A revitalization effort that started more than 10 years ago is proving successful despite a nationwide dip in the economy. The first phase of a streetscape project that narrowed Main Street from four lanes to two and gave the street a fresh, updated, more attractive look was completed in fall of 2011.
“We had businesses coming here even while construction was going on. That’s a sure sign that people could see that we had something really good started,” said Honey Van der Kreke, an original member of the Main Street Tucker Alliance, the organization spearheading the effort.
Van der Kreke said reducing the number of lanes on Main Street has done the opposite of what one might first imagine. The area has become busier. “Before, people would just whiz through here. Now they slow down and have a chance to see what we have here.”
Businesses such as Matthews Cafeteria, a Tucker institution since the mid-1950s, and Carr’s Drug Store remain cherished landmarks in downtown Tucker, Van der Kreke said, as new businesses from retail shops to health clinics come to Main Street. Two new restaurants, including the first in downtown Tucker with a bar, have opened. Another, a Mexican restaurant, is scheduled to open in a few weeks.
“Although Tucker isn’t really a city—even though a lot of people mistakenly think that it is—it has very much the feel of a small town and people take the kind of pride in it that people take in their hometowns. Right along here in the Main Street area we have shops, a church, the high school and a soda shop where kids hang out after school—just what you’d expect to find in a small town,” said Van der Kreke, who grew up in Tucker.
“People who grow up here want to stay or to come back here. We want to make it the kind of place where they want to raise a family and spend their whole lives,” she said.
Although the revitalization effort, started in 2000, slowed with America’s economic woes, Van der Kreke said the economic slump was “a bump in the road,” but proved a plus in some ways. “Prices go down in a slow economy, so we were able to get more done with the money we had,” she said. “Also, the construction provided some jobs when people really needed them. Who knows where we’d be if we hadn’t decided to do this when we did.”
The money had come from government grants and from Homestead Option Sales Tax (HOST) money from the county. The county is allowed to use up to 20 percent of money collected through sales taxes for such improvements as sidewalks and roads. The rest must be applied to offset property taxes.
Tucker recently received another $1.6 million grant, but has not yet determined how it is to be spent. “Grants almost always have restrictions as to how they can be used,” explained attorney Charlton Allen, who works with the Main Street Alliance as it guides new developments. “We have to be sure we’re in compliance with those restrictions.”

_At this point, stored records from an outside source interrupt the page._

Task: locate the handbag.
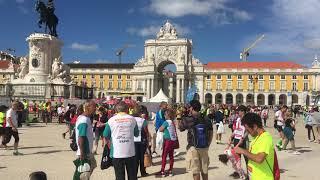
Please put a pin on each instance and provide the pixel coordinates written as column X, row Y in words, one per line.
column 176, row 144
column 147, row 159
column 106, row 161
column 220, row 128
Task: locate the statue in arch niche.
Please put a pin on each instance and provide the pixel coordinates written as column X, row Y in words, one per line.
column 24, row 67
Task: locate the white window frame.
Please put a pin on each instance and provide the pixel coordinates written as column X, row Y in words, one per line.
column 208, row 87
column 239, row 85
column 272, row 85
column 219, row 86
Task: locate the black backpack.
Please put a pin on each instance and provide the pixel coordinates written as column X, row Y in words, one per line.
column 73, row 144
column 200, row 135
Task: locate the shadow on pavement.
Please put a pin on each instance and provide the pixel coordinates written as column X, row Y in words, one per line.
column 283, row 170
column 303, row 147
column 305, row 150
column 214, row 167
column 159, row 161
column 34, row 147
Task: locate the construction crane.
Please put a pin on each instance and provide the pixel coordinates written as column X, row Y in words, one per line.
column 119, row 52
column 245, row 53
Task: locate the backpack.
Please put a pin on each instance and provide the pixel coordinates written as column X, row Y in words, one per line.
column 200, row 136
column 276, row 169
column 73, row 144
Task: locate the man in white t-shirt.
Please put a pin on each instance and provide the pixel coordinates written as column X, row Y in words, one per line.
column 121, row 130
column 84, row 137
column 12, row 127
column 279, row 124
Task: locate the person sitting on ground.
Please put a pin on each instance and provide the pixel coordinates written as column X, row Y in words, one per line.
column 199, row 138
column 261, row 153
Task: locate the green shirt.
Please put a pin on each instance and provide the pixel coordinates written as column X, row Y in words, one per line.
column 262, row 144
column 169, row 132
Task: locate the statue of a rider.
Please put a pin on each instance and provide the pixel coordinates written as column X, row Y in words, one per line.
column 47, row 16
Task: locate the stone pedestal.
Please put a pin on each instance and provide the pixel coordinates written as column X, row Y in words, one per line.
column 43, row 48
column 35, row 83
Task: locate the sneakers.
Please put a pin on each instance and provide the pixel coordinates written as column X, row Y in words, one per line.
column 16, row 153
column 176, row 153
column 296, row 153
column 144, row 174
column 279, row 147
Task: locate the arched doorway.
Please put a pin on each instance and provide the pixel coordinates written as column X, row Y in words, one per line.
column 283, row 99
column 271, row 99
column 260, row 100
column 218, row 98
column 250, row 99
column 239, row 99
column 229, row 99
column 308, row 100
column 208, row 98
column 295, row 99
column 196, row 97
column 167, row 81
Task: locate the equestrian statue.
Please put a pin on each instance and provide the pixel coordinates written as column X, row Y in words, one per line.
column 47, row 17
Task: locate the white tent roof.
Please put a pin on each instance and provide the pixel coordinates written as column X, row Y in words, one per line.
column 159, row 97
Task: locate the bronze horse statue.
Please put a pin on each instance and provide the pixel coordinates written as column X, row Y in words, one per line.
column 47, row 17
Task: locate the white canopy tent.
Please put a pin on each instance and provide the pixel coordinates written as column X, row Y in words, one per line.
column 160, row 97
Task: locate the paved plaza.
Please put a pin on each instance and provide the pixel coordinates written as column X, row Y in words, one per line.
column 45, row 150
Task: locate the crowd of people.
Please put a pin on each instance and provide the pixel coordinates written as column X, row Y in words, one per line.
column 124, row 134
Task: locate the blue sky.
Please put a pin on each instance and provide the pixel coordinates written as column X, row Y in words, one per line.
column 93, row 30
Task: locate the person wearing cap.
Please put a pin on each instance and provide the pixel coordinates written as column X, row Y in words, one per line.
column 197, row 159
column 239, row 137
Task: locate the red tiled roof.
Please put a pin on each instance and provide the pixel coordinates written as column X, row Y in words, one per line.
column 251, row 65
column 5, row 64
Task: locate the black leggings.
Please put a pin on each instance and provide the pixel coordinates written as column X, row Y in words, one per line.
column 310, row 128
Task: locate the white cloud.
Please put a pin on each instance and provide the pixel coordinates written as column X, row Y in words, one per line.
column 23, row 10
column 216, row 10
column 84, row 47
column 293, row 30
column 152, row 30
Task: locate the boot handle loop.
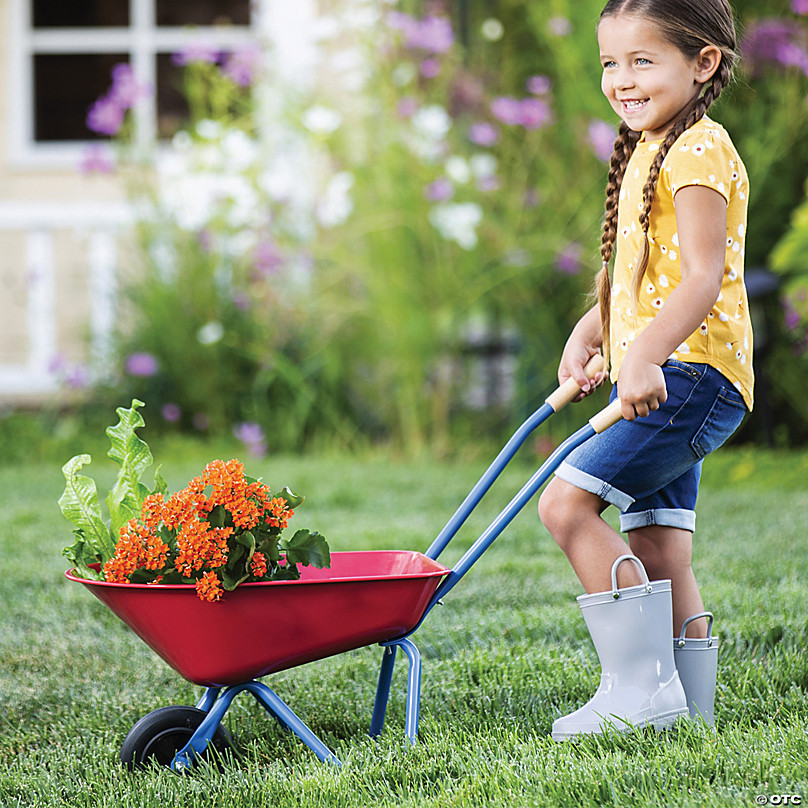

The revitalization being done with grant money has inspired many existing businesses to remodel and become part of the new ambiance, Van der Kreke said. “The government can’t do all of it, nor should it,” she said. “We believe in a partnership between government and private business.”
Allen said that “the coolest part” of what’s being done in Tucker is that it comes from a group of local people who just got together and started talking about what they wanted to do with their community. “Every time we’ve held a meeting, people have turned out in large numbers. The smallest turnout we ever had was 103 people—and that was right before Christmas,” he recalled.
“We’ve created a template here,” he said. “This is a model for other communities that want to do something similar.”